We moved from Longsight to Coledale Drive in Langley when I was about 7 (1954ish) It took us several hours to find the house as the bus stopped a mile from where we were to live. It was late November, dark and deep snow. We eventually asked a gentleman passing by if he knew where it was. ‘Yes’, he said, ‘That’s where I live. He took us to his house, introduced us to his family, gave us tea and then showed us our new home. The Wrights became good friends throughout the next 14 years. As kids, we used to play cricket in the street using a street light standard as a wicket. We had fields to roam around and a stream in which to catch sticklebacks and frogs. I started out at St Mary’s catholic school, joined the church choir. As there was no secondary school in Langley, for 2 years we were bussed to St Patrick’s Boys School in Sudell Street, Manchester. When Bishop Marshall Memorial School was built, I went there and became the school’s first Head Boy. I joined the North Manchester Cathedral Choir (Salford) and started playing and singing around the pubs in Bury, Middleton (Ring O’ Bells) Whitefield, MSG in Manchester and even ventured over the border to Todmorden. I was working as an apprentice precision engineer in Middleton.
Around 1968 we did a house swap and moved to Stevenage and lost touch.
The old houses have been demolished.

Around 1974:
Number 1 The Wrights (Stan and Sheila)
Number 2 ?????
Number 3 The Theakers (Vera and son Frankie, always in trouble)
Number 4 The Stanhopes (Ralph)
Number 5 The Graves (Gladys)
Number 6 The Reids (Betty, George, Albert and Violet)
Number 7 The Cunninghams (John, Gwen, Peter and Anita)
Number 8 ??? (Vera)
Number 9 The Robinsons
Number 10 ???


Most of the women worked part time at the Crumpsall Biscuit Factory, so we had loads of broken biscuits. All the women were ‘Aunty’ The women who were not working took in the kids of those who were after school. Aunty Betty used to have sterilised milk in the tea which I hated and preferred to have my tea black which I do to this day.
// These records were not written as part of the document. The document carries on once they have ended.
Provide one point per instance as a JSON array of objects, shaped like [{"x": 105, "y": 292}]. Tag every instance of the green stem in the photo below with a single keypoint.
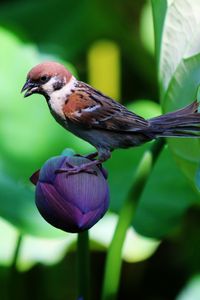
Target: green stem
[
  {"x": 113, "y": 260},
  {"x": 13, "y": 266},
  {"x": 83, "y": 265},
  {"x": 12, "y": 282}
]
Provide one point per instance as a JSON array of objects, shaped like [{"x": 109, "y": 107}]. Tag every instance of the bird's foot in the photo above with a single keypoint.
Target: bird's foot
[
  {"x": 71, "y": 169},
  {"x": 90, "y": 156}
]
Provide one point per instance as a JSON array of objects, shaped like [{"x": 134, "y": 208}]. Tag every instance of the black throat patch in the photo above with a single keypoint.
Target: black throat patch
[{"x": 58, "y": 85}]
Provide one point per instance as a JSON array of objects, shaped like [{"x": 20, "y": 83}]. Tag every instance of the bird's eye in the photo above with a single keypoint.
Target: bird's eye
[{"x": 44, "y": 78}]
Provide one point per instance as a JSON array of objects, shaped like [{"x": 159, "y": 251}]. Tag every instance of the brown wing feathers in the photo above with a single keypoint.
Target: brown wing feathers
[{"x": 91, "y": 108}]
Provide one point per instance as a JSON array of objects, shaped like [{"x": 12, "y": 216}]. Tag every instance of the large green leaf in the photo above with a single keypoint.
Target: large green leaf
[
  {"x": 179, "y": 73},
  {"x": 17, "y": 205},
  {"x": 180, "y": 39},
  {"x": 165, "y": 199},
  {"x": 183, "y": 89}
]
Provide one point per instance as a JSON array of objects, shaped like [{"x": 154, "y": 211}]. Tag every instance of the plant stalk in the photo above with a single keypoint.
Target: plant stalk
[{"x": 83, "y": 266}]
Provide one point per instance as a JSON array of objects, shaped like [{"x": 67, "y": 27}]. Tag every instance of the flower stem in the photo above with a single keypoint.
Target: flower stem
[
  {"x": 114, "y": 256},
  {"x": 83, "y": 266},
  {"x": 13, "y": 283}
]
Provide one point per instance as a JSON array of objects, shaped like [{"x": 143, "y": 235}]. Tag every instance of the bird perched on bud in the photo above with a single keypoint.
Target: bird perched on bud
[{"x": 98, "y": 119}]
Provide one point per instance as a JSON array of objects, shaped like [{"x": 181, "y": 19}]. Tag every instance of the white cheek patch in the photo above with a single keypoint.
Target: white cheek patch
[
  {"x": 59, "y": 97},
  {"x": 48, "y": 87}
]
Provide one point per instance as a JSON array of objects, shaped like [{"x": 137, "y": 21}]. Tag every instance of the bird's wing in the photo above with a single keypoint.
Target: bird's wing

There were three cinemas in Middleton with Saturday Pictures at The Victoria at the bottom of Wood Street. I had my first pint of Wilson’s Bitter at the Woodman’s on Wood Street with my mate Harold Rothwell. The posh pictures was at The Essoldo in Blakely.


Sundays were walking in Bow Lee or, if we were lucky, a day out in Heaton Park with a visit to the zoo. My parents were mad about speedway and followed Peter Craven at Belle View.


Manchester Corporation Transport Department used to have an employees Christmas Visit to the pantomime at the Hippodrome at Ardwick Green with a party afterwards, As my father worked for MCTD, I went to several. They were very noisy affairs.


There were several mobile shops around, The Co-op and a vegetable van who used to announce his arrival by shouting, very loudly, ‘Heyup Wilfred, ripe bananas’, Rag and bone man and Mr Softee ice cream often came to interrupt our game of cricket.